The real surprise and almost unrecognisable, is Rob Lowe, as Liberace’s plastic surgeon, Jack Startz. With his overworked eyes and tiny smile, he is only on screen for a little while yet he makes a massive impression.

It’s the chemistry between the two leads that holds the film together. Sometimes touching, sometimes very funny and sometimes uncomfortable, Douglas and Damon get to show that even Hollywood stars can have that spark, whether they be male or female. It’s a very brave move on all who decided and one that definitely works.

Soderbergh never allows the film to mock their relationship but, in a way, to celebrate it. It never sensationalises it, nor does it belittle what they had. In fact, there are moments when you feel genuinely moved by the affections that they showed. This is thanks to a first rate script by Richard LeGravenese, which Soderbergh obvious respects as he allows his actors to deliver the lines without ever once shouting in it at your face.
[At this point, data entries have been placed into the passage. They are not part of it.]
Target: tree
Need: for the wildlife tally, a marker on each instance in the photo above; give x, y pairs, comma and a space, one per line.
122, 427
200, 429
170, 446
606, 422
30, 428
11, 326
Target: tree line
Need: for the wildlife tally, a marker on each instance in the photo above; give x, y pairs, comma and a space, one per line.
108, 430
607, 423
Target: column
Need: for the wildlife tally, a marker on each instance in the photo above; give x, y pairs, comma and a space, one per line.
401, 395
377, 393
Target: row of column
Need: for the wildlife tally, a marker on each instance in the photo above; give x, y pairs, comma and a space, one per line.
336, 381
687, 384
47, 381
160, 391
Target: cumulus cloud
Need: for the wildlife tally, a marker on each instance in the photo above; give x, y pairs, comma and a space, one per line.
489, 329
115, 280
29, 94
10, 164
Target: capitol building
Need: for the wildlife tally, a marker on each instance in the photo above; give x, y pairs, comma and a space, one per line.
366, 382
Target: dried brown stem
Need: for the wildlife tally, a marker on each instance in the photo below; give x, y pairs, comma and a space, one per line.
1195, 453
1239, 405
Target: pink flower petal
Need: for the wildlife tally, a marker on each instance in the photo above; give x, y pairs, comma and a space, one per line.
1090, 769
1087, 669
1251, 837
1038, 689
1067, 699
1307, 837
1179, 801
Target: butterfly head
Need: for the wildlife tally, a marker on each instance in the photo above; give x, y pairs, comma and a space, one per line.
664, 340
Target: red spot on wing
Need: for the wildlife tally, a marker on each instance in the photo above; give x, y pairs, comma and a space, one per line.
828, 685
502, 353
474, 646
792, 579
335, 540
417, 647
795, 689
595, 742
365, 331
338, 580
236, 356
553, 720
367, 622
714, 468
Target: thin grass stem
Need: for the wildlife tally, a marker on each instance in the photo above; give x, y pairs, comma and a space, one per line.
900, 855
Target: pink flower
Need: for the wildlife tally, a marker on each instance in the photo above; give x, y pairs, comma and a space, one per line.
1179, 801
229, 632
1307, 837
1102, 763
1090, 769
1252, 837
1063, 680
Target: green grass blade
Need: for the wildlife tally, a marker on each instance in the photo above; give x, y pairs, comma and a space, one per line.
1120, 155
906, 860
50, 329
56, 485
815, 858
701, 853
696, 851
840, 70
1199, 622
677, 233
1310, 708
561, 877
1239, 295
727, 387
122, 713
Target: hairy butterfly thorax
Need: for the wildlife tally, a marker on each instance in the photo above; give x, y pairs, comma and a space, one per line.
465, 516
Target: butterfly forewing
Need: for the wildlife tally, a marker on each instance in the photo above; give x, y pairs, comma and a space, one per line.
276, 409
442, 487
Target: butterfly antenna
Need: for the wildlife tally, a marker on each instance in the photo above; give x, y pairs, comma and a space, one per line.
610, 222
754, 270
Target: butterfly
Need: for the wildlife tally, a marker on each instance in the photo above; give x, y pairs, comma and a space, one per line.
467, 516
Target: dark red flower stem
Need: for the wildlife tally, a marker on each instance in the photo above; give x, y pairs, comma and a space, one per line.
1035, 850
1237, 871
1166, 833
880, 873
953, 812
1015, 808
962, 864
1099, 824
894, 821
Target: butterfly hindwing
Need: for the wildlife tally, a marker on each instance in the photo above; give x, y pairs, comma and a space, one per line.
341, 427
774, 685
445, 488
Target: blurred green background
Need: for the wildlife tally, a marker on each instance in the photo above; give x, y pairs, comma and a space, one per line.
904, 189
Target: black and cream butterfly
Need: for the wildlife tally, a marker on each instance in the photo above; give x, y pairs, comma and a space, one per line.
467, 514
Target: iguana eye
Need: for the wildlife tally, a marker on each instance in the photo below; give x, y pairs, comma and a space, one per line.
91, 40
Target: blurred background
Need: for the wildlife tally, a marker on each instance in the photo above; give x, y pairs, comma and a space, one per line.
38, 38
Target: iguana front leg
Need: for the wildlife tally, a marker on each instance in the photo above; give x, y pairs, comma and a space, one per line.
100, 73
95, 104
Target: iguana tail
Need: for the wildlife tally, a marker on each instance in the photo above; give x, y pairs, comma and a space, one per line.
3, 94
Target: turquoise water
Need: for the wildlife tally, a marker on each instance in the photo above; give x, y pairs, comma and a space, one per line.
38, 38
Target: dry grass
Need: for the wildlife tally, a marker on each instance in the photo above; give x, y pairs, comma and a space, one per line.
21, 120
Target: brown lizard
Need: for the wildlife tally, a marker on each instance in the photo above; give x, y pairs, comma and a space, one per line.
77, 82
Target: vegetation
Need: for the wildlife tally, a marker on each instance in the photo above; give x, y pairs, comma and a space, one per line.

The final act does slightly head down the road of cliche but that can be forgiven. This is a delightful slice of entertainment with two fantastic central performances. So now we can ask…is this Soderbergh’s final film? Or are we expecting another soon? Let’s hope it isn’t because this is a man who fully understands his subject matter and can make a wonderfully impressive biopic. He will be sorely missed.